How Can Technology Help Retail Businesses?
Technology enables businesses to be more efficient and agile, cutting costs and waste.
As customers experience targeted digital displays, they are likely to spend more during their time in-store which boosts company profits. As the displays can be changed quickly, stores can create in-the-moment promotions that are valid for customers at the right time – such as highlighting outdoor clothing and accessories on digital signs when the weather is bad one afternoon or by using an app to know when customers are in-store to send personalised special offers such as 40% off sportswear, to be used during that visit and encourage increased spontaneous spending.

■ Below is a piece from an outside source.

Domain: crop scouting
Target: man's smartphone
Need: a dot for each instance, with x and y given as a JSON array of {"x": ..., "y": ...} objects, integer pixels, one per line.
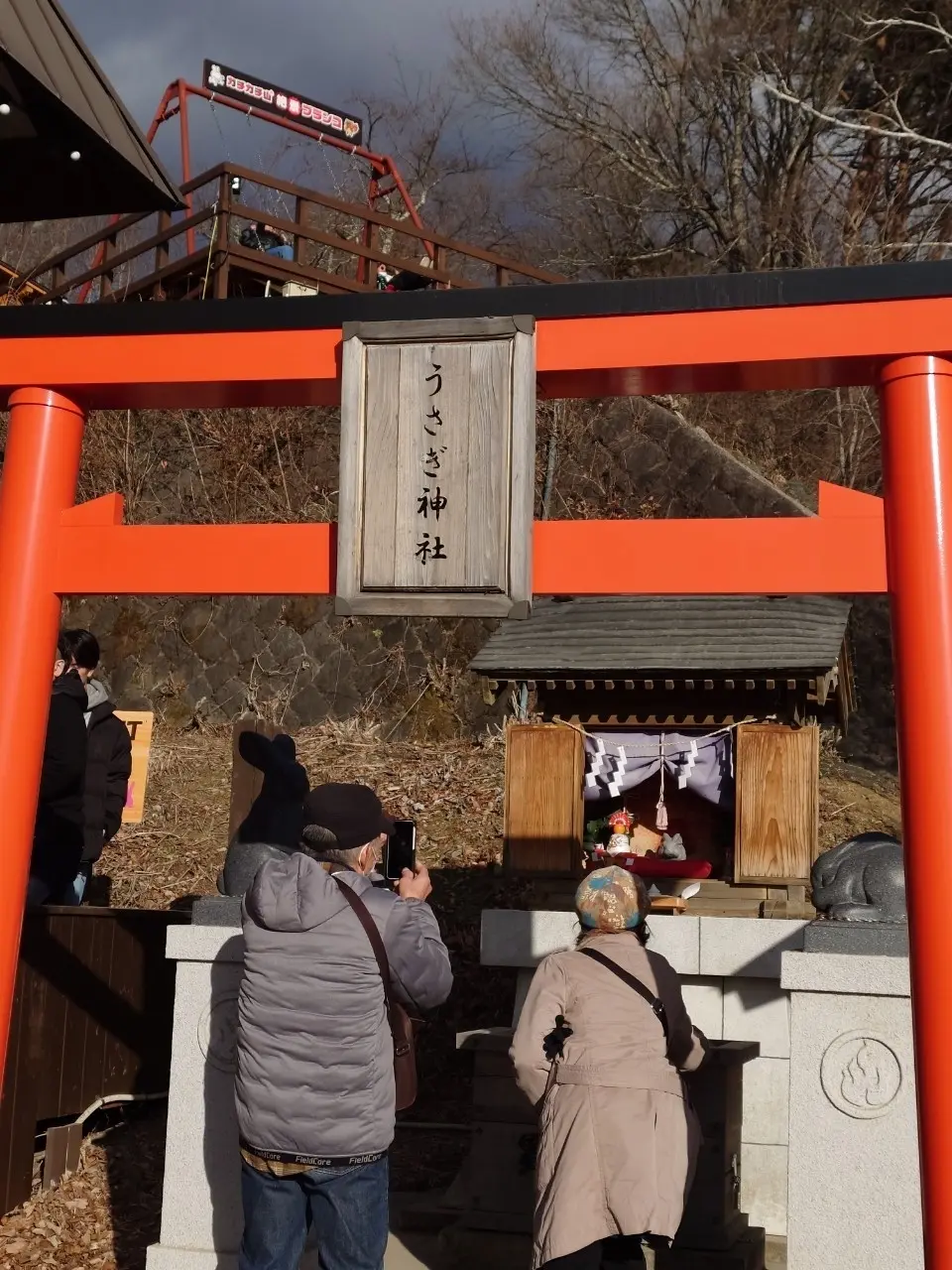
[{"x": 402, "y": 849}]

The displays also save the business on running costs as they can be timed to run only when the store is busy, and they stop the need to print ads for each and every campaign anymore as you can simply change the digital display.
Using POS (point of sale) technology at till points, businesses can target products and brands at customers while they queue. Stores can promote new products, with said products placed strategically nearby to encourage take-up by customers while they queue, leading to more sales.
It’s so easy to shop online where shops are “open” 24-7 and the choice is vast – which is why businesses need to really work hard to convince customers to visit them in the flesh also. To entice customers to the store, the CX must be enjoyable enough that customers want to repeat their visit.
Investing in technology that enhances the in-store CX is a worthwhile investment – it warms customers to the business and strengthens brand loyalty.
Technology enables companies to interact with their customers in-store, via clever games or through various screens that request input – all designed to leave customers feeling happy and with a positive memory of their visit that ensures they return sometime soon. For example, Dr Martens bespoke ‘icon wall’ where we used place-and-learn technology to help the visitors learn more about the history of their favourite ‘icon’, the intricate manufacturing and how to style and care for it – all in an interactive way which helped with customer engagement and brand interaction.
Technology like self-checkout tills enables customers to shop at their own speed and pay for goods without long queues at the tills. For those who like the traditional way to pay, they can still checkout at the tills, but the self-serve tills provide greater choice to those in a hurry who just want to scan and go.
Better Customer Understanding
As technology is an efficient way to understand customers and how they shop, this data can be made to work hard for businesses by enabling personalised offers and discounts for customers as a result.
By making the technology personal, businesses build better relationships with customers and help to generate brand loyalty. Apps can send offers that are unique for each shopper, depending on what they’ve bought in the past, designed to encourage fast take-up and a feeling that the buyer is getting a good deal. The apps can also form part of a loyalty scheme that offers certain discounts when used by the customer in-store.
The data is also beneficial for making store changes. For example, heat tracking cameras highlight the busiest and quietest parts of the store and can be used to enhance product placement and to find ways to make the quieter areas more inviting for customers. Alternatively, analytical software that recognises facial features informs the store who is shopping and when, so stores can target digital content on screens that match the particular demographic shopping at the time.
Now is the best possible time to invest in technology as it will give retail businesses a much-needed boost to company efficiency, customer loyalty and in-store visits and sales.